趙珊珊恨了她一眼,嘴裡不屑的說:「喲,顧景燁這才剛宣布你是他未婚妻,現在你就看不上我們了?」
趙舒舒冷笑一聲,說道:「我就是不靠顧景燁,也一樣看不起你。」
被這樣一嗆,趙珊珊當即就怒了,朝趙舒舒喊道:「你諷刺我?」
抬手,便想一巴掌甩過去。
她倒是讓她知道,在這個家裡,到底是誰說了算!
趙舒舒寒眸半眯,眼疾手快的抓住趙珊珊即將落下來的巴掌,然後,出人意料的——
「啪——」
寒冰利刃一般的眼神,摻和著一個巴掌,冷不丁的落在了趙珊珊的臉上。
趙姍姍瞬間有些獃滯,她沒弄錯吧?
趙舒舒剛剛,竟然打了她?
「你敢打我?!」
趙舒舒聞聲,轉頭,不緊不慢地說道:「我打你,是為了告訴你,什麼話該說,什麼話不該說,不明白么?」
她的語氣不冷不熱的,好似在說一件,與她無關的事情。
「趙舒舒!你真的以為,你現在成了顧氏集團總裁夫人,就可以在我們家橫著走了嗎?!」
「在你家橫著走,我不稀罕。

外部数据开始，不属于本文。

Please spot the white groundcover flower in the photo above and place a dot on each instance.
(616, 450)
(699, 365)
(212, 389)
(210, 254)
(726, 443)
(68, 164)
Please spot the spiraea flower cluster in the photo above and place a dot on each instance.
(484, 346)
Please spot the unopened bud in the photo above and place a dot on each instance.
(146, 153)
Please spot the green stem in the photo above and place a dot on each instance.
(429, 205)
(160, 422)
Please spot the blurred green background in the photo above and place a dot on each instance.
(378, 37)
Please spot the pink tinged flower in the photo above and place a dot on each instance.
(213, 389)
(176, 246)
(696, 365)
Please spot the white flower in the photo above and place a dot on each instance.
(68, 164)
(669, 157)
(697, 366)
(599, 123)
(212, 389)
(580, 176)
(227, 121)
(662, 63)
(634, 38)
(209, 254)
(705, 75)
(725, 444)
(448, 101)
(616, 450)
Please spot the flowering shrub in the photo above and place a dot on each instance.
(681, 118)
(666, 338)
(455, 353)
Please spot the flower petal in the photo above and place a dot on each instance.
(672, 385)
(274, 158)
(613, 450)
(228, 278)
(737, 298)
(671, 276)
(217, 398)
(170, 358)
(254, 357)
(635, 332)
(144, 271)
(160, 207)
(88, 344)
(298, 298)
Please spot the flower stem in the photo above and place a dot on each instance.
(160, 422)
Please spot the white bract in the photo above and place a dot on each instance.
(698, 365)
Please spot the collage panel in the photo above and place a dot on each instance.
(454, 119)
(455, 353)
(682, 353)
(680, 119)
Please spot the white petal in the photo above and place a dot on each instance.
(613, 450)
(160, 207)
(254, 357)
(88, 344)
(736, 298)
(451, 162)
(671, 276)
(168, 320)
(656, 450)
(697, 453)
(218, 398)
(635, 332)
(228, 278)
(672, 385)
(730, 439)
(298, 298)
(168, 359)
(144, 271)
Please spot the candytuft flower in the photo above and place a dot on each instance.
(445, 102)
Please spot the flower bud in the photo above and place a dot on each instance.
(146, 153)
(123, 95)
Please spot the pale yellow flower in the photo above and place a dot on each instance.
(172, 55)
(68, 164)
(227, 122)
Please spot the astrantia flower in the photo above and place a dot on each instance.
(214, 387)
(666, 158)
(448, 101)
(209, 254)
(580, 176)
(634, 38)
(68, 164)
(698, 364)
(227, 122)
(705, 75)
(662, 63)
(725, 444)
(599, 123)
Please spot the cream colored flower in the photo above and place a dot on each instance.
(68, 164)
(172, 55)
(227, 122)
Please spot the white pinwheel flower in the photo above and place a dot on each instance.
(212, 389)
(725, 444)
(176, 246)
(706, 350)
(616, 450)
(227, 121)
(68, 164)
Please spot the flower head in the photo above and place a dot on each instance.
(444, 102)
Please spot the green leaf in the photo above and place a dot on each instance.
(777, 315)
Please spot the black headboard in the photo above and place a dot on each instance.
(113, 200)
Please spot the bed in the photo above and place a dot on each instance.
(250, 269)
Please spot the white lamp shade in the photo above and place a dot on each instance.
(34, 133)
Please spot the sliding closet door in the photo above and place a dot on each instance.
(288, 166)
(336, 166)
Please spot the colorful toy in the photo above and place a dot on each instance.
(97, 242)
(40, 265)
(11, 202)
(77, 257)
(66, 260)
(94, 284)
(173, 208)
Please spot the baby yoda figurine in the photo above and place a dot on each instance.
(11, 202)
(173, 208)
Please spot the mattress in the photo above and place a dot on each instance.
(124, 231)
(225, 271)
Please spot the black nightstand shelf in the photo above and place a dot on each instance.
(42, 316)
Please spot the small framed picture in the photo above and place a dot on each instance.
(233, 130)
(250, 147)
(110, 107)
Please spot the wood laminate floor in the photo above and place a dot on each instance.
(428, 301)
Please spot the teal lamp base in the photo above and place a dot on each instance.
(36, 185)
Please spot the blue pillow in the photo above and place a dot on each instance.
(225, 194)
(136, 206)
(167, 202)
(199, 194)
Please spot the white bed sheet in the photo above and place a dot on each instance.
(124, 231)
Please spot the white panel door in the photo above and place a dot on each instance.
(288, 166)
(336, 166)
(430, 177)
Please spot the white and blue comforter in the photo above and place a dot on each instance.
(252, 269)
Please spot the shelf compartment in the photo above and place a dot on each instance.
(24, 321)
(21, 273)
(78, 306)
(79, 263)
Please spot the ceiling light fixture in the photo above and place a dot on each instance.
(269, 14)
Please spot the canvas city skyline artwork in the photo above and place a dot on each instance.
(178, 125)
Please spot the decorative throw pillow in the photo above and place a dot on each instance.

別忘了,今天,是你爸打電話請我來的。」
趙舒舒扯起嘴角,嗆了回去。
「你!」
趙珊珊簡直氣急敗壞,撲上去就欲和趙舒舒扭打在一起,這一幕被剛剛從卧房裡出來的趙博文看在眼裡,趕緊嚴聲喝止道:「你們在幹什麼!」
望著這一幕,他簡直都已經氣紅了眼。
想都不用想,肯定又是趙珊珊主動招惹了趙舒舒。
這個蠢貨!
「爸!」趙珊珊見趙博文,立即將剛剛的憤怒收了回去,掩蓋得毫無痕迹,臉上還浮起委屈的神情:「姐姐她太過分了!」
說著,她還裝模作樣的,哭了起來。
她的委屈,還真是,裝得像極了。
趙舒舒在心裡,不禁想要為她頒發一座奧斯卡獎。就這演技,不去當演員,委實可惜!
趙博文此刻的臉色黑得已經快掛不住了,今晚叫趙舒舒回來,本來就是想套個近乎的,不知道被趙珊珊這樣一鬧,他們,還會不會……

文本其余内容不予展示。